通常情况下,我更喜欢洞察而不是记忆。但实际上,你们问的是三角导数因为你们要考试,我现在想帮你们。
Like a multiplication table, after filling in the entries, we notice patterns. Could $\sin' = \cos$ and $\csc' = -\csc \cot$ have something in common?
You bet.
Part 2: Visualize the derivatives
What's the derivative of sine?
Theformal approachis to plug $\sin(x)$ into the definition of derivative, do the algebra, and see that $\cos(x)$ pops out. Accurate, but unsatisfying. If $\sec(x)$ was the derivative, would you notice something was amiss? Probably not.

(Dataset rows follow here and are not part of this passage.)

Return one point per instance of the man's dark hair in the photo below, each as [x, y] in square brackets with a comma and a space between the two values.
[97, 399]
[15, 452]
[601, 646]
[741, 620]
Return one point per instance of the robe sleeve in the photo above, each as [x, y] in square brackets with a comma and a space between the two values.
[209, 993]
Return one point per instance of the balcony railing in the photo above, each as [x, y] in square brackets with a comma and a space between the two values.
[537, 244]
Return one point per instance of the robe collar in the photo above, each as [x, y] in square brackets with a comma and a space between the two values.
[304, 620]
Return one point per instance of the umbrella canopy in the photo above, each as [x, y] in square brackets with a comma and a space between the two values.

Here's what's happening geometrically:
The derivative of sine means "How much does our height change when I change my angle?"
I see it like this: we have a starting angle, $x$. We increase it a smidge ($dx$), which we can placealongour unit circle (since radians aredistance traveled沿着周长)。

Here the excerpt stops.